O Also competing in Portland will be Omar Craddock of Killeen in the triple jump, Michael Rodgers, who lives in Austin, will run the 60 meters and former Longhorn great Marielle Hall is an alternate in in the 3000 meters.
O The World Indoors begins tonight and there will be live online coverage on the NBC Sports Live Extra ap. NBCSN will also have coverage Saturday night and Sunday.
O The UT men and women had good meets at the NCAA Indoors last weekend. The Longhorn women finished fourth overall, while the men were fifth. But the big news was that the teams combined for five NCAA titles.
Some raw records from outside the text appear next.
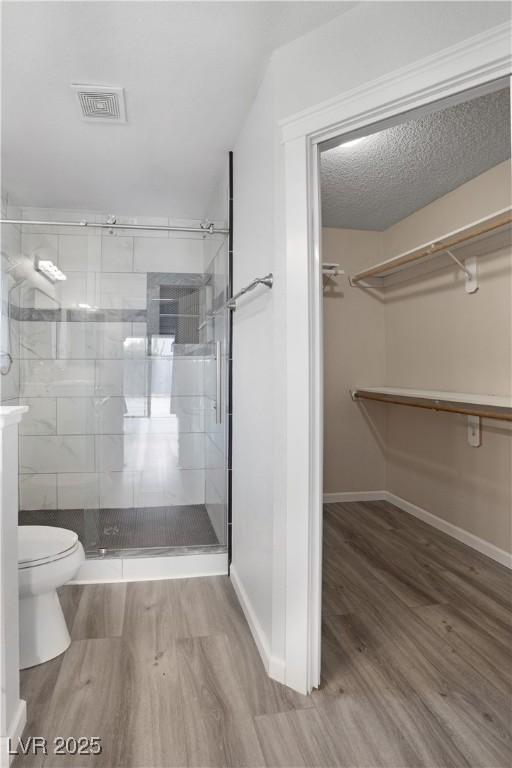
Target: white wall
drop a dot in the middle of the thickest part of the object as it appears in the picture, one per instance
(363, 44)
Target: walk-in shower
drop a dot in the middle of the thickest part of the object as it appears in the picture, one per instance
(124, 365)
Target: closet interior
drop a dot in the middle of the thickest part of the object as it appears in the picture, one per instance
(417, 279)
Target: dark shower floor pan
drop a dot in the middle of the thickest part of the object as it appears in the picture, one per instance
(106, 531)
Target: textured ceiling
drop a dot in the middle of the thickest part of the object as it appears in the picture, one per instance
(384, 177)
(190, 72)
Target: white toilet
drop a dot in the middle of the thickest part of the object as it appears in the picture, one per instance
(47, 558)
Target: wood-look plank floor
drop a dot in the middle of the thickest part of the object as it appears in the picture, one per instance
(417, 664)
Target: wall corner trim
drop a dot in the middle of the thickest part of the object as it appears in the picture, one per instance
(274, 666)
(346, 496)
(489, 53)
(15, 731)
(470, 539)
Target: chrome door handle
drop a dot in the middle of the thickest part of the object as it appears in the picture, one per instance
(218, 384)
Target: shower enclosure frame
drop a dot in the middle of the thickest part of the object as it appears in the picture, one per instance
(179, 560)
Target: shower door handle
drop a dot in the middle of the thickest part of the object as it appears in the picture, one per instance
(218, 382)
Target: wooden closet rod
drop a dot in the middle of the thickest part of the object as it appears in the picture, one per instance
(445, 407)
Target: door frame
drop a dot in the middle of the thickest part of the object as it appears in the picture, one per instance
(476, 61)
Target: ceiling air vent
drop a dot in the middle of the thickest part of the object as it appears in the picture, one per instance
(101, 103)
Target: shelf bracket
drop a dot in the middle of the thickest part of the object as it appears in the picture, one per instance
(474, 438)
(469, 268)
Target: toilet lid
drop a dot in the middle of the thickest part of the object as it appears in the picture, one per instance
(39, 543)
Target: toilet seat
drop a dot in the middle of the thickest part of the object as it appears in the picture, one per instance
(41, 544)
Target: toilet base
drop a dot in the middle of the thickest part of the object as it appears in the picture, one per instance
(43, 629)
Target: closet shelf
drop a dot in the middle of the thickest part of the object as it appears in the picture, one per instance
(484, 406)
(480, 237)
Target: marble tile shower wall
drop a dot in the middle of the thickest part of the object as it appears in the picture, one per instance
(10, 249)
(109, 424)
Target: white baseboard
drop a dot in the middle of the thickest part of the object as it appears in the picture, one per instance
(345, 496)
(111, 570)
(10, 741)
(275, 667)
(475, 542)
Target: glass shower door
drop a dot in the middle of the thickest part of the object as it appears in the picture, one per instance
(126, 377)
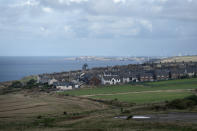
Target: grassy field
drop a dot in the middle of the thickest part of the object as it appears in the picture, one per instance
(149, 86)
(40, 111)
(149, 92)
(141, 98)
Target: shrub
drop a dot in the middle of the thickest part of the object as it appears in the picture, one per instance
(16, 84)
(181, 104)
(193, 98)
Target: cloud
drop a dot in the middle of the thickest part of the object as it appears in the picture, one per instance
(101, 18)
(26, 3)
(47, 9)
(119, 1)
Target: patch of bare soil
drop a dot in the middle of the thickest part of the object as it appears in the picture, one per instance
(173, 117)
(23, 105)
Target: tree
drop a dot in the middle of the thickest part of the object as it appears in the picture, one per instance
(85, 66)
(95, 81)
(170, 75)
(31, 83)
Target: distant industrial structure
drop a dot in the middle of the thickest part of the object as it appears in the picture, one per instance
(119, 74)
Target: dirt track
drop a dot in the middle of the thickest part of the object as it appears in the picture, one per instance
(137, 92)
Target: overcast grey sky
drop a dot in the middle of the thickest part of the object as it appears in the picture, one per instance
(98, 27)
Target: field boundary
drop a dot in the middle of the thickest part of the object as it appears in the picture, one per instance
(138, 92)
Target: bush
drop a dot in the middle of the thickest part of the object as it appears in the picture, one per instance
(16, 84)
(193, 98)
(181, 104)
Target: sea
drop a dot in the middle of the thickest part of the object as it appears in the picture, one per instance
(15, 68)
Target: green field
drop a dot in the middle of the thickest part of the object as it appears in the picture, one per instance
(148, 92)
(149, 86)
(141, 98)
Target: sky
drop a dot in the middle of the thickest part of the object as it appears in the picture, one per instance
(98, 27)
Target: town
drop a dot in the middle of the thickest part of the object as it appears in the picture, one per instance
(133, 73)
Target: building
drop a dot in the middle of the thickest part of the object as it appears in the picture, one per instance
(110, 80)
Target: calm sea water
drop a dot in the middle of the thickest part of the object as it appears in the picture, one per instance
(15, 68)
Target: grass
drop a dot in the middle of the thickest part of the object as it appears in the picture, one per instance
(141, 98)
(148, 86)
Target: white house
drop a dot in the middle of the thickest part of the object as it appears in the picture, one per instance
(111, 80)
(63, 85)
(50, 82)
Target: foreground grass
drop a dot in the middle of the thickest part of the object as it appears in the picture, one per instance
(149, 86)
(141, 98)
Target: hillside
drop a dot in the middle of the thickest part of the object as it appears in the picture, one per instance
(179, 59)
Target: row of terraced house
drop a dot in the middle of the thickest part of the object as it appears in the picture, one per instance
(120, 75)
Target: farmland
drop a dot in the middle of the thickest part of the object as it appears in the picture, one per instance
(81, 109)
(174, 85)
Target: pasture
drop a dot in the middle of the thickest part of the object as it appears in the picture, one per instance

A freshman—Teahna Daniels of Orlando, Florida—became just the second yearling to ever win the NCAA 60 and set an American junior record with her time of 7.11. All World Courtney Okolo won the 400 in 50.69, the third fastest in NCAA history. In the 4 x 400, UT took its NCAA record ninth title with Okolo, Chrisann Gordon, Ariel Jones and Moroloke Akinosun doing the honors.
O The UT men were led by seniors Zack Bilderback and Ryan Crouser (natch). Bilderback, who is from Celina, won the 400 in 46.03. Crouser, who will go down as one of the shot putters in collegiate history, won his fourth NCAA shot title with a throw of 69-9.75.
O Also having big meets at the NCAA Indoors were the brother-sister duo of former Austinites Ashley and Matthew Maton who both compete for NCAA champs the University of Oregon. Matthew, a freshman, led off the winning Distance Medley Relay team with a 1200-meter split of 2:58. Ashley, who is a senior, anchored UO’s DMR team which finished seventh.
O Occasional Austinite Scott MacPherson’s first race back after the Olympic Marathon Trials disaster was a victory at the St. Patty’s Day 5-K in Columbia, Missouri. It wasn’t exactly St. Patrick’s Day but his win was still a sweet one in 14:22.
O Monster race for former Longhorn Craig Lutz. The ’15 grad finished fourth last weekend at the Gate River 15-K (the USATF champs) in Jacksonville, Florida. The 23-year-old from Flower Mound (who lives in Flagstaff in these days) finished fourth (second American) in 44:49, good for $3000.
O The first race in the three-race Rogue Trail Series—the 30-K at The Maze—is on tap for April 3rd at Walnut Creek. The other two races are The Tangle (30-K) at Flat Creek Ranch near Pedernales Falls on April 24th and another 30-K at The Ranch on May 22 at Reveille Ranch. All three races have 10-K options. For more info, go to roguerunning.com.
O Austinite Gilbert Tuhabonye will be the keynote speaker at the Road Runners Club of America Annual Convention on Saturday in Dallas. Tuhabonye’s Run for the Water was selected as the 2016 RRCA 10-Mile National Championship. Tickets are available via rrca.org/convention/register-online.
O What I’m listening to this morning: “Step Inside This House,” by the great Lyle Lovett who is not playing SXSW this week. Heard him a few years back at SXSW playing on the pool deck one morning at the Four Seasons.